In the continuation of a decade-long legal battle, a Hawaii judge has ordered Bristol Myers Squibb and Sanofi to pay a combined $916 million to the state for failing to warn patients about the ineffectiveness of their blood thinner Plavix in some nonwhite patients.

The award comes after a second trial in the case. Last year, following the first trial, which resulted in an $834 million award to the state in 2021, the Hawaii Supreme Court reversed in part and vacated in part the judgement, necessitating a redo.

This time, the state court ruled in favor of Hawaii's allegation that the companies violated state consumer protection laws with their marketing of Plavix. In 2010, the FDA required Sanofi and BMS to include a boxed warning that Plavix could be less effective in nonwhite patients. Studies have shown that genetic differences—particularly in people of East Asian decent—can prevent some from metabolizing Plavix.

The companies said they will appeal again.

“Bristol Myers Squibb and Sanofi strongly disagree with the court’s penalty award,” the companies said in a joint statement. “The overwhelming body of scientific evidence demonstrates that Plavix is a safe and effective therapy, regardless of a patient’s race or genetics.”

Judge James Ashford ruled that Sanofi and BMS knew that there was a risk “that about 30% of patients might have a diminished response to Plavix, but they did not update their label.”

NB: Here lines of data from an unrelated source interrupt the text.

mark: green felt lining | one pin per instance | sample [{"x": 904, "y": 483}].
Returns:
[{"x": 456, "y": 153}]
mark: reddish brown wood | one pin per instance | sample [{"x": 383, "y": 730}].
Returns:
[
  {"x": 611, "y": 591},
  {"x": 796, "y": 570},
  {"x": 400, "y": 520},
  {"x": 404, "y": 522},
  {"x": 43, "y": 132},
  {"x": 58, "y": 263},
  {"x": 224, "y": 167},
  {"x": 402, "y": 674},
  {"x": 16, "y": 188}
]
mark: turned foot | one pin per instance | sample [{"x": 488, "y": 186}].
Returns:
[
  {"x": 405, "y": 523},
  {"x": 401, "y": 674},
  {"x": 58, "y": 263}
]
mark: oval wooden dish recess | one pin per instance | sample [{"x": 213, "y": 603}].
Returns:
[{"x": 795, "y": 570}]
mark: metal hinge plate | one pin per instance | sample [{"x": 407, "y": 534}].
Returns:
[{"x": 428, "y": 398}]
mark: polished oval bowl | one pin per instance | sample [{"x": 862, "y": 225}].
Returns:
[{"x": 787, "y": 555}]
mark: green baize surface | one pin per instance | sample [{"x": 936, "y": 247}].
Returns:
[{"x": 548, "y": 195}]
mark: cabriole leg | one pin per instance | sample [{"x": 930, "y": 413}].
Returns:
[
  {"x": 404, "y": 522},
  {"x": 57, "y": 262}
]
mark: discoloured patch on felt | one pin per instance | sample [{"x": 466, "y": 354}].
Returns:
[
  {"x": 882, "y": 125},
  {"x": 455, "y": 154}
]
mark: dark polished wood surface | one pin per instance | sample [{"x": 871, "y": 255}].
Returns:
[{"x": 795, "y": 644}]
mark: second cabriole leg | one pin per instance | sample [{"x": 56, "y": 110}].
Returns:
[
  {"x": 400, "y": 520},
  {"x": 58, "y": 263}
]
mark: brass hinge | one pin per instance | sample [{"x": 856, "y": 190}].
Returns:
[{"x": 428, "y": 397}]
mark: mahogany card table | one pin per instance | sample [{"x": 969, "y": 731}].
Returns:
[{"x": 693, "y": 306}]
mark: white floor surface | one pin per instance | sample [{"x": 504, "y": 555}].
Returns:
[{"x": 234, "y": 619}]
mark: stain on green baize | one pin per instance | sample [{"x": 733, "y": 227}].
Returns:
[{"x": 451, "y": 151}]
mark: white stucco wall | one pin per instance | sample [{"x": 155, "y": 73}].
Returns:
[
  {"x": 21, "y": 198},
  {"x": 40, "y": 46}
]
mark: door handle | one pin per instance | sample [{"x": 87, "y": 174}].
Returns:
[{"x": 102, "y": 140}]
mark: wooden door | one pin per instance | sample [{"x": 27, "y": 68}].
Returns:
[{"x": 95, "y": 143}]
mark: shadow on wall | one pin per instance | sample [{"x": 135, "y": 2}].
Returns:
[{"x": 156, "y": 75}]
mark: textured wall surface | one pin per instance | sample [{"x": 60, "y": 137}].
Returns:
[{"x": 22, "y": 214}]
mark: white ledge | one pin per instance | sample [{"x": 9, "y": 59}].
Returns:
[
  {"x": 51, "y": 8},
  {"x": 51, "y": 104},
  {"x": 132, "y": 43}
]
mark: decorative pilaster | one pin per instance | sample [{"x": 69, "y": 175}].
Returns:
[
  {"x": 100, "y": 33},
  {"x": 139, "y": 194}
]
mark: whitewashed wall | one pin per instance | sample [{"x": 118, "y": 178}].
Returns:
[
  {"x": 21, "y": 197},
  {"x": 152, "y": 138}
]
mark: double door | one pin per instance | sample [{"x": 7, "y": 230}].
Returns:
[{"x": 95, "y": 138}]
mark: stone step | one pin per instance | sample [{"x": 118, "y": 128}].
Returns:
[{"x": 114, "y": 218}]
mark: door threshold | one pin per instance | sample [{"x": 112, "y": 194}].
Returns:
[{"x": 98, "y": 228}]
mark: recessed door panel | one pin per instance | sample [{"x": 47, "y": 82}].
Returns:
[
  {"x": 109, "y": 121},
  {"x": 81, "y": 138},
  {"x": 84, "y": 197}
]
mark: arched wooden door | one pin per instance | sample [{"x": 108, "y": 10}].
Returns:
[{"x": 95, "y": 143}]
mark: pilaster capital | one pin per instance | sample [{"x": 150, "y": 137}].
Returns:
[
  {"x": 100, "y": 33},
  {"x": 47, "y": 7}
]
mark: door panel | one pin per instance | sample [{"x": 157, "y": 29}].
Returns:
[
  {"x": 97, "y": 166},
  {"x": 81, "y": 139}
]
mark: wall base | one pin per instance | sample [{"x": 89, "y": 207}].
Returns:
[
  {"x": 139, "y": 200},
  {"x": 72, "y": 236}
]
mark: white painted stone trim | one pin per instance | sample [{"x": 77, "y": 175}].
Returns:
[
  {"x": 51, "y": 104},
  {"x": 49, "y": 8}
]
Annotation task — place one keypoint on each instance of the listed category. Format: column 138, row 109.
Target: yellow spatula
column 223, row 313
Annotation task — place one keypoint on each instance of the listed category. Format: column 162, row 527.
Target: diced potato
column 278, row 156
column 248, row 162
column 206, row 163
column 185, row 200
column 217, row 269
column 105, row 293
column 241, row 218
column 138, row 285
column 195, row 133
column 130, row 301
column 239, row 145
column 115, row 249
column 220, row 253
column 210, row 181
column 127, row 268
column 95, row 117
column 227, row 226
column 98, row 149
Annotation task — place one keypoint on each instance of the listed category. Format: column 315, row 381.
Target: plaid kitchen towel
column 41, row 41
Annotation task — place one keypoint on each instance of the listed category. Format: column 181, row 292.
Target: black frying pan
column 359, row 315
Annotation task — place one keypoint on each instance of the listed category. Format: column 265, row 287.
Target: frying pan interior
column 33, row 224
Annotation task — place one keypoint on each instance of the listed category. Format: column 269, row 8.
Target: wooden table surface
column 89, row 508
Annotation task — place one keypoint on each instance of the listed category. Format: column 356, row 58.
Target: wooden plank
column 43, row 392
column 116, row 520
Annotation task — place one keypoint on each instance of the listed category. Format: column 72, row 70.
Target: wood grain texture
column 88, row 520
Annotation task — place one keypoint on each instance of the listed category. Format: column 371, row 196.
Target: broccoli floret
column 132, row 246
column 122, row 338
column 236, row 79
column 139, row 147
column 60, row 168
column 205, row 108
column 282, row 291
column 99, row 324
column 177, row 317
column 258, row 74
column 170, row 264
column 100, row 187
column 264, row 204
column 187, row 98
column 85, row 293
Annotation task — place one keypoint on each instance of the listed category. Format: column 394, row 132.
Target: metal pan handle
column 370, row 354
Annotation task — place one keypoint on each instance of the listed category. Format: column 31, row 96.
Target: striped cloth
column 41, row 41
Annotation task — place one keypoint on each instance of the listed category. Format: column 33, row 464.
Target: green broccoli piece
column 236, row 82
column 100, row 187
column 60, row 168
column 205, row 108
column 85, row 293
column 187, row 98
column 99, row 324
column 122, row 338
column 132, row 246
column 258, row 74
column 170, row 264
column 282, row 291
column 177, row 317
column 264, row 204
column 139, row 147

“The defendants created an environment where Hawaii prescribing physicians practiced for more than a decade without the necessary information needed to evaluate the serious limitations of this heart medication,” Ashford added.

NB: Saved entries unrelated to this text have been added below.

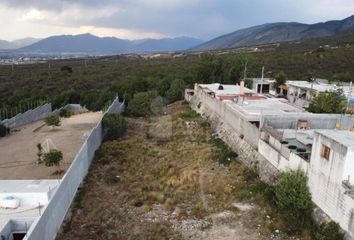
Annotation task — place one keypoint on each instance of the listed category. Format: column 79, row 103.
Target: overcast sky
column 136, row 19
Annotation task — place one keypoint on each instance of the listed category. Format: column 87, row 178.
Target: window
column 325, row 152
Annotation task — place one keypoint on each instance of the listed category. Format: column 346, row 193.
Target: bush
column 176, row 91
column 145, row 104
column 52, row 120
column 293, row 199
column 189, row 114
column 115, row 124
column 52, row 158
column 3, row 130
column 64, row 113
column 329, row 231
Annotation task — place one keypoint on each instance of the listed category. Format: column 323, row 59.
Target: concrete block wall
column 231, row 129
column 47, row 226
column 29, row 116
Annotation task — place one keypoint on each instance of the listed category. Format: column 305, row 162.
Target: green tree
column 115, row 124
column 52, row 158
column 3, row 130
column 52, row 120
column 280, row 78
column 293, row 199
column 176, row 91
column 328, row 102
column 141, row 104
column 39, row 153
column 329, row 231
column 210, row 69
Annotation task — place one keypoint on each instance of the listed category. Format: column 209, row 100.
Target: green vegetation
column 223, row 154
column 52, row 120
column 115, row 124
column 293, row 199
column 145, row 104
column 329, row 231
column 280, row 78
column 3, row 130
column 189, row 114
column 52, row 158
column 328, row 102
column 39, row 153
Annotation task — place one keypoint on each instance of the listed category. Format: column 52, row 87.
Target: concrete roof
column 343, row 137
column 253, row 109
column 318, row 86
column 228, row 89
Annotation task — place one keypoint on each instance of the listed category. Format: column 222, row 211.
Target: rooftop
column 252, row 109
column 233, row 90
column 343, row 137
column 319, row 86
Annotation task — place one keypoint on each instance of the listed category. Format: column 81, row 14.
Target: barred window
column 325, row 152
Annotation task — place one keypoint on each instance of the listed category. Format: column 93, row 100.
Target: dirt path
column 162, row 181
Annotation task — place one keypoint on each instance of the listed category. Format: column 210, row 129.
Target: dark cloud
column 200, row 18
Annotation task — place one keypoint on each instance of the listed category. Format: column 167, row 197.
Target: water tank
column 9, row 202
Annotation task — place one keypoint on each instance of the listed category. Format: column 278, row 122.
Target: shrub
column 293, row 199
column 115, row 124
column 329, row 231
column 3, row 130
column 39, row 153
column 145, row 104
column 66, row 69
column 52, row 158
column 52, row 120
column 176, row 91
column 189, row 114
column 64, row 113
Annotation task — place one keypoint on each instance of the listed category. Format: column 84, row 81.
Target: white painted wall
column 47, row 226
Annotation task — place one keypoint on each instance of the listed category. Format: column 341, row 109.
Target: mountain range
column 90, row 44
column 4, row 45
column 276, row 33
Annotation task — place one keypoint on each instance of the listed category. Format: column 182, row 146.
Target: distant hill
column 275, row 33
column 4, row 45
column 90, row 44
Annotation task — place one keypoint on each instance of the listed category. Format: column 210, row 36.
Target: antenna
column 261, row 90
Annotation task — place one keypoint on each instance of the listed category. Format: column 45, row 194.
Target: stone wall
column 248, row 154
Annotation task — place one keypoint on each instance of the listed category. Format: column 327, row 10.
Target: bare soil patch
column 18, row 151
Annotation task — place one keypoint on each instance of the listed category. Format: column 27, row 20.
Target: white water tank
column 9, row 202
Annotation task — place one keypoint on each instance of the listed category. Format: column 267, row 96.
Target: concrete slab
column 18, row 152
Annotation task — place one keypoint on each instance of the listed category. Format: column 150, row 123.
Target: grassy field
column 169, row 177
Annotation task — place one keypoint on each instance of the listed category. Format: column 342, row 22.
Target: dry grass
column 162, row 181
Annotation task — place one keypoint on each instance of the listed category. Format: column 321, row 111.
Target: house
column 301, row 93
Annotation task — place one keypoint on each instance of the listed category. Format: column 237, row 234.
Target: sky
column 139, row 19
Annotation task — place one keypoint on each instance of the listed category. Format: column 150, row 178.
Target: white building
column 302, row 93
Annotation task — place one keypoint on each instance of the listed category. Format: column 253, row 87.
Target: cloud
column 198, row 18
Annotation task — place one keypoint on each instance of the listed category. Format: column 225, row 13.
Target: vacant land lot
column 164, row 180
column 18, row 151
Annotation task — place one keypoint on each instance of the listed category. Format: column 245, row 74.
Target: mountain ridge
column 91, row 44
column 276, row 32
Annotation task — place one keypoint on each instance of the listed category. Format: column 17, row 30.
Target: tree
column 328, row 102
column 3, row 130
column 39, row 153
column 293, row 198
column 52, row 120
column 52, row 158
column 210, row 69
column 176, row 91
column 141, row 104
column 115, row 124
column 280, row 78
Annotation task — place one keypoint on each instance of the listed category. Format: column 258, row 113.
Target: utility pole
column 261, row 91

Plavix was approved in 1998, with generic versions (clopidogrel) controlling the market over the last decade.

By way of settlements, Sanofi and BMS previously resolved lawsuits related to the drug in Louisiana, Mississippi, West Virginia and California.   

“The Hawai`i medical community recognizes the benefits of Plavix and continues to recommend it to Hawai`i patients without restrictions based on race, ethnicity or genetic status," the companies added. "The unprecedented penalties awarded in this case are unwarranted and out of proportion. This is the last remaining Plavix case and is a clear outlier given the companies’ successful defense of Plavix litigation in other states.”